In the days following Tiger King‘s almost instant viral fame, there’s been a considerable amount of focus on the humans featured in the popular Netflix docuseries, which makes sense considering their murder-for-hire plots and mysteriously missing husbands. But what about the animals?
According to Entertainment Weekly, 39 of the tigers and three of the black bears that were caged at Joe Exotic’s Oklahoma zoo are now living much “happier” lives at the Wild Animal Sanctuary in Colorado where the animals are no longer being treated as they were on the hit show. “We are almost the complete antithesis to what those other places do,” public relations director Kent Drotar told the print edition of People. “We rescue and give permanent homes to animals that come from situations like that.”
As for how the tigers ended up at the Colorado sanctuary, the tale starts with Joe Exotic doing a very sketchy favor for a Florida zoo that was facing an inspection from PETA thanks to a pending lawsuit:
“A couple of days prior to that Joe Exotic drove from Oklahoma down to Dade City, Florida, and removed 19 tigers at the behest of the owners of Dade City’s Wild Things,” Drotar said, adding he believes Joe Exotic agreed to move the tigers to his zoo in an effort to thwart law enforcement and because “Joe Exotic was notorious for breeding cubs and selling them to other organizations that used cubs, so there’s a good chance those 19 tigers originated at Joe’s zoo.”
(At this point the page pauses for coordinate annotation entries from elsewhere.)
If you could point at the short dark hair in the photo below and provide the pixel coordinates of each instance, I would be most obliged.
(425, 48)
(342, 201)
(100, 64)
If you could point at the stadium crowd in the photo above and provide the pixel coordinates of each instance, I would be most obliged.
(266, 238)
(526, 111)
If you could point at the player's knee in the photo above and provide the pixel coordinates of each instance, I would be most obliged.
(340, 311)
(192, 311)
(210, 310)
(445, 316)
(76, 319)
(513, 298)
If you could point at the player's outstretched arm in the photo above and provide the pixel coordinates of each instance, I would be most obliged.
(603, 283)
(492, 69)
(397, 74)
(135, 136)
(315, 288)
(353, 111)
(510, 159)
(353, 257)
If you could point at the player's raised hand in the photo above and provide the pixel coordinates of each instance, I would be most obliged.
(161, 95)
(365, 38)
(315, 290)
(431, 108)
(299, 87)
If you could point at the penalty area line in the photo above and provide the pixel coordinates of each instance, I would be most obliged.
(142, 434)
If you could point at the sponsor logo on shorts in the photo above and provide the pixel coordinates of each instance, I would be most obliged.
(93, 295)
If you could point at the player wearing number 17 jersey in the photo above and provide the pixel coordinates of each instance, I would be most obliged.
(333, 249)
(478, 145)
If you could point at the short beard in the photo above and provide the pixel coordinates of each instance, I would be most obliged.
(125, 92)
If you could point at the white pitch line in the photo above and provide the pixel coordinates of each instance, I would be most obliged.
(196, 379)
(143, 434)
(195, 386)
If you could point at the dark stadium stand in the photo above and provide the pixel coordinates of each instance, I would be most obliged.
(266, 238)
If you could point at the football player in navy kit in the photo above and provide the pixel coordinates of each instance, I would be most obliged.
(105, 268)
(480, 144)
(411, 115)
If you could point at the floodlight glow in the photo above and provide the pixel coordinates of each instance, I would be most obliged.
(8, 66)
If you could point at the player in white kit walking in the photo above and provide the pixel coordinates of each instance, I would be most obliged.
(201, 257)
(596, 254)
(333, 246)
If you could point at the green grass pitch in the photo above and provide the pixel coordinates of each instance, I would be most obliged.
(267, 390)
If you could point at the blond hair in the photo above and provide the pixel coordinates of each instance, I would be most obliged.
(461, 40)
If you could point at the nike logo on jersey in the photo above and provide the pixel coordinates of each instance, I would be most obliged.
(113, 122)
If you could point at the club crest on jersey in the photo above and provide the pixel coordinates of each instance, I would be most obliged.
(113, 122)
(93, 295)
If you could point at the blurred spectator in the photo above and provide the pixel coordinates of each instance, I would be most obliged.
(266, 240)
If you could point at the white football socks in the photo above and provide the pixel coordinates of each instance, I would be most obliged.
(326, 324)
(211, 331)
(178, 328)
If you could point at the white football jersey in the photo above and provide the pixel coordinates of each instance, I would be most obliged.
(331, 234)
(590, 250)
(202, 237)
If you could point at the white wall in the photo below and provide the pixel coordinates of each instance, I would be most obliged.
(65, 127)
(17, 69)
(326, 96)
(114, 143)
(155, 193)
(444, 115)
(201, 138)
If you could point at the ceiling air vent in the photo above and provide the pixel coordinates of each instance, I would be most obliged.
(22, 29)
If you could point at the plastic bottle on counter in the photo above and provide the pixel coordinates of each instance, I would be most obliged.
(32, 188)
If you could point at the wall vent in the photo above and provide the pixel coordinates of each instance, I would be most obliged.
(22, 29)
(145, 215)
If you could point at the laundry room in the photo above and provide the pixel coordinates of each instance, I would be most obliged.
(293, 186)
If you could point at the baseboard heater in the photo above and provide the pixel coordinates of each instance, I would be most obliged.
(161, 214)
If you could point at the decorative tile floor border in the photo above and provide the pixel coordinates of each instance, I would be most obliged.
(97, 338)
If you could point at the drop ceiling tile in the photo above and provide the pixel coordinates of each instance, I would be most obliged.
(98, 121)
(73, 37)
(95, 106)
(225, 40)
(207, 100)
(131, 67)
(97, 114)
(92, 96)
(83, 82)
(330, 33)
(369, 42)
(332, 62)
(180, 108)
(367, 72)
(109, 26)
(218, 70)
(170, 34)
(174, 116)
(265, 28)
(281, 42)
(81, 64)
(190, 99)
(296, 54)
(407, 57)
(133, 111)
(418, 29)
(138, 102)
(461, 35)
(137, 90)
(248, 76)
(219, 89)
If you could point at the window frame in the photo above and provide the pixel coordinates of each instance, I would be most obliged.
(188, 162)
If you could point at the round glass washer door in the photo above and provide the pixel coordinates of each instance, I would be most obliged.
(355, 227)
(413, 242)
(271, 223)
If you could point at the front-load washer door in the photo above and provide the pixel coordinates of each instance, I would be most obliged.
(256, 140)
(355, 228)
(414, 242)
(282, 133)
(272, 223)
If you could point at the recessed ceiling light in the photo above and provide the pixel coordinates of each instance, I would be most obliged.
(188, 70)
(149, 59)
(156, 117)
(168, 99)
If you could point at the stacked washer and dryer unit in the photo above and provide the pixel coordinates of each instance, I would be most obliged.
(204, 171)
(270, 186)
After being threatened with contempt of court for absconding with the tigers across state lines, Exotic attempted to avoided legal trouble by surrendering the tigers, along with 20 more of his own and three black bears, to the Wild Animal Sanctuary. However, the conditions of the animals was not good:
According to Drotar, the tigers came in malnourished and weak, with lackluster coats and extensive dental issues. Additionally, many of the big cats were poorly declawed and had mobility issues as a result. The public relations director also said the animals appeared to have broken spirits as well.
As Drotar notes, Exotic kept the tigers in 12 ft. by 12 ft. cages at his small Oklahoma zoo. At the Colorado sanctuary, they’re spread across several tiger habitats, which are 16 acres each and instantly brightened the big cats’ demeanor. “There is no comparison on where these animals came from and where they are now.”